Peter Walker is the founder of The Curing House, a charcuterie-based restaurant in Middlesbrough.
Before I started my business, I was a time served plater working in the offshore oil and gas industry in the North Sea. This involved long hard work days with extended periods of time away from family and friends, treacherous weather conditions at work, and dangerous helicopter travel to and from work.
However, I suffered an injury to my ankle which saw me see the need to move away from the hard physical labour of working offshore. I was always obsessed with food which led me down the path of looking into opening a restaurant. Obsession took over and I became so focussed on it that I wasn’t going to be able to do anything else without trying this out. Lots of people thought I was mad, but I just blocked out any negativity and forged ahead! I had some money saved up, although this was not going to be quite enough on its own, so I got help with a small Start Up Loan which helped pay for the kitchen.
Everything I do in life I learn from, so this business is a culmination of all my experiences. The concept of the food is influenced from my many dining experiences, and my management style takes the best parts from my engineering background. So far, every obstacle I have faced can be compared to difficulties I have faced in other employments so I am able to react and do what is necessary as soon as I see something which needs to be fixed.

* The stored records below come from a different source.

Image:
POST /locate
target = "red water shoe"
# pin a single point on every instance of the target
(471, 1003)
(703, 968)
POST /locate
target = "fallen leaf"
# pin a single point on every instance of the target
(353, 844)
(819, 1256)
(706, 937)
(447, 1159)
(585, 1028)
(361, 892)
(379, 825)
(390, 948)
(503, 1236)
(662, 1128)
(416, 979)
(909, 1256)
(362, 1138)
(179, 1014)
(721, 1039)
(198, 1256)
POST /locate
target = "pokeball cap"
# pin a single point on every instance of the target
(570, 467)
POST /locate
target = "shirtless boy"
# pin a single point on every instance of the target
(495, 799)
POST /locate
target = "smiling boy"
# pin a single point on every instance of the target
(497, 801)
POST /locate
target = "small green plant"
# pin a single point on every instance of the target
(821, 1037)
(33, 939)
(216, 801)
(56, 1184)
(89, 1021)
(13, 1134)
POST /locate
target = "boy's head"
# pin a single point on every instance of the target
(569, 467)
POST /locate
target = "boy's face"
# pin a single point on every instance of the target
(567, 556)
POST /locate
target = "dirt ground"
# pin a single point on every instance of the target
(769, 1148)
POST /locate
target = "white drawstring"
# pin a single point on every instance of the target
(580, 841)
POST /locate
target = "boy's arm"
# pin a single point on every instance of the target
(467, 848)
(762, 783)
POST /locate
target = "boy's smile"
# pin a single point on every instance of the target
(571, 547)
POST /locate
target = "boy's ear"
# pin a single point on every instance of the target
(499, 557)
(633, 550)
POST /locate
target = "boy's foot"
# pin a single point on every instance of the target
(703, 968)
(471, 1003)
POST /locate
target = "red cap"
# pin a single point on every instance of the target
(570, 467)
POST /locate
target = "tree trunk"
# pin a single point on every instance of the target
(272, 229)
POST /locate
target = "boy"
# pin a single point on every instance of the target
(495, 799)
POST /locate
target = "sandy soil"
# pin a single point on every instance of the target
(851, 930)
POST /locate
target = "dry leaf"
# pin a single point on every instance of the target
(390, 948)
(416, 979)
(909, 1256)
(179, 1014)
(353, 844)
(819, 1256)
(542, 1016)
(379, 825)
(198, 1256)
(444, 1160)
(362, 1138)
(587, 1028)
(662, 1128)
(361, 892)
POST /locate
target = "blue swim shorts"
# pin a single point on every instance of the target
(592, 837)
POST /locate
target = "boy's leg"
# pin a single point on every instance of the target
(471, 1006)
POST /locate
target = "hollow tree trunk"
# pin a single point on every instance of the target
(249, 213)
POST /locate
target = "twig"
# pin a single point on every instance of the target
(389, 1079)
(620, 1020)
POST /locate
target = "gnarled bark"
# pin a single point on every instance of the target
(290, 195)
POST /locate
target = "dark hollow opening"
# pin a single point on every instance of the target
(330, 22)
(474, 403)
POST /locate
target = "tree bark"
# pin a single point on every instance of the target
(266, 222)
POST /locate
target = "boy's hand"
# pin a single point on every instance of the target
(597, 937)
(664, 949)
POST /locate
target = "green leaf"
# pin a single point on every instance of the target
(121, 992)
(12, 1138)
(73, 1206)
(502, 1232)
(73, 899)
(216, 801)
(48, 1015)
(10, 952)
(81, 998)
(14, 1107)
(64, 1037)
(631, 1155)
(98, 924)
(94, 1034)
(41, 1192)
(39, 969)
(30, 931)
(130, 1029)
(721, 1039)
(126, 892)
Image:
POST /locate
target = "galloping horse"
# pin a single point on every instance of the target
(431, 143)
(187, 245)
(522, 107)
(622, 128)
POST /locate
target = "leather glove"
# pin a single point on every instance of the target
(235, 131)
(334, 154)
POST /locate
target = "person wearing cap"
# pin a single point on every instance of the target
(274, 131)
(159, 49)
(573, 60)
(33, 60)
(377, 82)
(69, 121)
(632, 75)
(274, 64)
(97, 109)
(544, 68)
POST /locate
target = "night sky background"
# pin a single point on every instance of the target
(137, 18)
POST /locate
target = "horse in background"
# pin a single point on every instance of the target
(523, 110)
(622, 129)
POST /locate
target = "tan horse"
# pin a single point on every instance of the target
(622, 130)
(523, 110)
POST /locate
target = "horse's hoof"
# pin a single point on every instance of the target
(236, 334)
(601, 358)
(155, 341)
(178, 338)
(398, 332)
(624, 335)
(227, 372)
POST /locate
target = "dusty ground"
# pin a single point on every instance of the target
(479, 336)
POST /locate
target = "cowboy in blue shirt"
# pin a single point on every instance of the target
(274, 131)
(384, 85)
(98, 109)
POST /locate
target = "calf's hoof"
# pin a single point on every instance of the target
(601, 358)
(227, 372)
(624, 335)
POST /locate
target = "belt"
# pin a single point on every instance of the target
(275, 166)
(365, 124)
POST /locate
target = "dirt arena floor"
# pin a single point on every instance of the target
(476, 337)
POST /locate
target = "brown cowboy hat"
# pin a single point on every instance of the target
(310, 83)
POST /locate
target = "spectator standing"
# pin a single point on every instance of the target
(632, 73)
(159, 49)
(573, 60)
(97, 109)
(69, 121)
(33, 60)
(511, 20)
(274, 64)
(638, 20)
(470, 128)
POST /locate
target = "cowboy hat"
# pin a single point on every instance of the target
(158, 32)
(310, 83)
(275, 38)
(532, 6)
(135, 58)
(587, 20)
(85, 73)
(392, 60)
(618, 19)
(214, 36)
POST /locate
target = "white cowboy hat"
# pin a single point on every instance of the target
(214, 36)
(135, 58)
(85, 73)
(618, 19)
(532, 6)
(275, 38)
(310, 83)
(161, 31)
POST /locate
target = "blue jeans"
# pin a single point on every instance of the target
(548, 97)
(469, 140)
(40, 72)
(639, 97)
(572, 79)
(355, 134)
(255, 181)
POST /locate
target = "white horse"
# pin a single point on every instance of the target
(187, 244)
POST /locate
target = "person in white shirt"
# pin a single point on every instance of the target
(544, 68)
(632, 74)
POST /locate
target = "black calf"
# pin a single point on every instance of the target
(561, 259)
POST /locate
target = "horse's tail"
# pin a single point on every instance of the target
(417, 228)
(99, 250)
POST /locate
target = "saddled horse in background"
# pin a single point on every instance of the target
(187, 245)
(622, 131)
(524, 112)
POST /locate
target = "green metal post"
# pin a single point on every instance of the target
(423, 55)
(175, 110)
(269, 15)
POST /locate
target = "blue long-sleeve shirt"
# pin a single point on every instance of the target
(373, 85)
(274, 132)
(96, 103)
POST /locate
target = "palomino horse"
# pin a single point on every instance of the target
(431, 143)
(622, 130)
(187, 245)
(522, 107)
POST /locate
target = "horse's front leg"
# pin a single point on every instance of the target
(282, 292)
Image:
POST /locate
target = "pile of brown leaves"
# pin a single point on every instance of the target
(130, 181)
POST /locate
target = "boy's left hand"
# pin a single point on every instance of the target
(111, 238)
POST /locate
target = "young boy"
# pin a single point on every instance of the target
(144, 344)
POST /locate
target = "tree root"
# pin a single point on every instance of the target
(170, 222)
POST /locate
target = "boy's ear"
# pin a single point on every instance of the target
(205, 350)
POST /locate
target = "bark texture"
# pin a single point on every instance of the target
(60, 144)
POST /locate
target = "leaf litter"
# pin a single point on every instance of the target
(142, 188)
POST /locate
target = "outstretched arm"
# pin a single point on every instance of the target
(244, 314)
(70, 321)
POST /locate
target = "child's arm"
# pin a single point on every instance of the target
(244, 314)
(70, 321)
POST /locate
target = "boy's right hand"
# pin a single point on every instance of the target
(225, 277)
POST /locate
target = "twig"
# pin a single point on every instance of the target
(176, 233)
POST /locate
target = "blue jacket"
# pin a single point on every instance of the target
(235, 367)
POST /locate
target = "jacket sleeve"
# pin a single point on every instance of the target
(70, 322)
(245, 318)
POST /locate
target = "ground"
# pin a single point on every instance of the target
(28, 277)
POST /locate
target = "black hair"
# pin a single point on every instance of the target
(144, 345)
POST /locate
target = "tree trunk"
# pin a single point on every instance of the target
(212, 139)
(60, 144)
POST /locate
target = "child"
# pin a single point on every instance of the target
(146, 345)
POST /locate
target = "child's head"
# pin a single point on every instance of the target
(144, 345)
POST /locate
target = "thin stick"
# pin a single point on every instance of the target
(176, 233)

If you’re thinking of starting a business in a new field do it, but don’t go into it lightly. All of your time should be spent thinking, think about everything. Think about whether an idea will work – and will it work in the long-term, or will it get old? Think, think, think, but at the same time don’t forget to do. This is what I have found in business so far: to succeed and then continue to succeed, the work and thought must never stop. It is an insanely busy lifestyle to run a business, but if it is the right thing for you it will never feel like work - it will just feel like you are following the right path in life.